Dear Alan,
As I'm waiting for more Logical Operators, I have implemented more helper
methods for schema merging. There is no spec for this so I'm not sure if
this is what you want.
In the attached patch:-
*Schema.merge(Schema other, boolean otherTakesAliasPrecedence) *
is used for recursively merging schemas.
*Schema.equals(Schema schema, Schema other, boolean relaxInner, boolean
relaxAlias)* is used for recursively comparing schemas.

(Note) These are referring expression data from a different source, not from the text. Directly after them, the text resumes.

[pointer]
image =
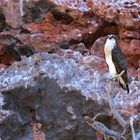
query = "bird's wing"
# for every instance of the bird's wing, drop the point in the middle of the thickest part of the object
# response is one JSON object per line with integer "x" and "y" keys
{"x": 120, "y": 62}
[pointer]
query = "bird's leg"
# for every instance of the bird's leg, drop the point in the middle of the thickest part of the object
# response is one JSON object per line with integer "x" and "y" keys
{"x": 116, "y": 76}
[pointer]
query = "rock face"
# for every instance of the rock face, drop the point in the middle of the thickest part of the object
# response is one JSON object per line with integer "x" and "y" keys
{"x": 56, "y": 90}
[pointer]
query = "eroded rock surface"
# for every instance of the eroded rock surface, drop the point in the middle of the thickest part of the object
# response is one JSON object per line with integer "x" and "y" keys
{"x": 60, "y": 84}
{"x": 57, "y": 90}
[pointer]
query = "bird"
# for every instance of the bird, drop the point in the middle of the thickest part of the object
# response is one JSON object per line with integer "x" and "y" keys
{"x": 116, "y": 61}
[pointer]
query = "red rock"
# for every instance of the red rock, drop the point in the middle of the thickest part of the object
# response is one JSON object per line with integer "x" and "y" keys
{"x": 12, "y": 13}
{"x": 98, "y": 46}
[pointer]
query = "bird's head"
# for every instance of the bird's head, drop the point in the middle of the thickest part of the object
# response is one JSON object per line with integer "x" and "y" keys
{"x": 111, "y": 39}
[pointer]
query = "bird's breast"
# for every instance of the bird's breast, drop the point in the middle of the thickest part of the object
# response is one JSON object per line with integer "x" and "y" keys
{"x": 109, "y": 61}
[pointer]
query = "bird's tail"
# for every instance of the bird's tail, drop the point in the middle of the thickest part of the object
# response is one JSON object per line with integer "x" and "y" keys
{"x": 124, "y": 85}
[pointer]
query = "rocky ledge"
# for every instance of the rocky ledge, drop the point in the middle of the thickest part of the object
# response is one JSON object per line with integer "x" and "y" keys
{"x": 52, "y": 90}
{"x": 57, "y": 90}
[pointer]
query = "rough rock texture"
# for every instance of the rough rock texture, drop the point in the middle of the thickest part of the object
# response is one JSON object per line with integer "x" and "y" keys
{"x": 57, "y": 91}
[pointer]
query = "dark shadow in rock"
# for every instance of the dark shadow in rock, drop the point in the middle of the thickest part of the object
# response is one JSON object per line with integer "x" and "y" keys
{"x": 50, "y": 104}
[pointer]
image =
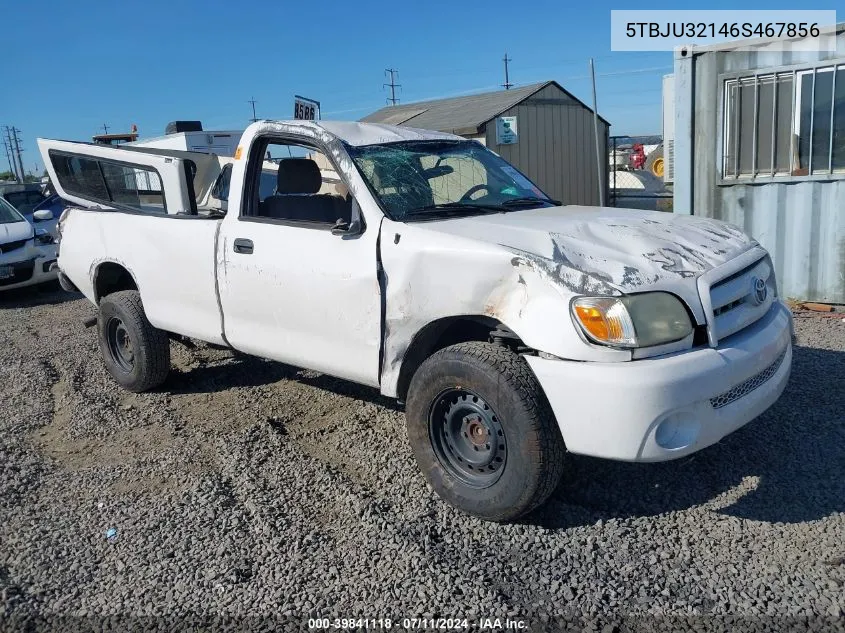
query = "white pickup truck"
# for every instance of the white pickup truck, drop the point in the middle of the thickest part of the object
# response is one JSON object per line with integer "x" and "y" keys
{"x": 420, "y": 263}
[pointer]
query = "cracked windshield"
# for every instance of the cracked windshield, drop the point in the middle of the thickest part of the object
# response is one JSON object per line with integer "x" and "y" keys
{"x": 425, "y": 180}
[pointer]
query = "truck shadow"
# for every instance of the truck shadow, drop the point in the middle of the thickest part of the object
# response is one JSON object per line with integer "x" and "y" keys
{"x": 786, "y": 466}
{"x": 31, "y": 296}
{"x": 250, "y": 371}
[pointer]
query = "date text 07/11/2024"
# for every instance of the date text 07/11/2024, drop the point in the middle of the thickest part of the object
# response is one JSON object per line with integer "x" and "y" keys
{"x": 418, "y": 624}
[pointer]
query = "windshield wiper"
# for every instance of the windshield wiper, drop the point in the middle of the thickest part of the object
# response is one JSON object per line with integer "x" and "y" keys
{"x": 449, "y": 209}
{"x": 529, "y": 200}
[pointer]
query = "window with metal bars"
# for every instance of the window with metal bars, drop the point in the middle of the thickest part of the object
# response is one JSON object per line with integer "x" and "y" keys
{"x": 785, "y": 123}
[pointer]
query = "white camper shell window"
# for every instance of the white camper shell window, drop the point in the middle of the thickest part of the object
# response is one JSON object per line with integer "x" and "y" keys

*Schema.mergeType(byte type1, byte
type2)
*is where the type promotion logic lives in
I also added a new equal method for FieldSchema because I think this line in
the existing equal() "if (schema != fs.schema) return false;" looks wrong!!
I'm willing to add a lot more unit tests if this is what you want.
Pi
Index: test/org/apache/pig/test/TestSchema.java
===================================================================
--- test/org/apache/pig/test/TestSchema.java (revision 0)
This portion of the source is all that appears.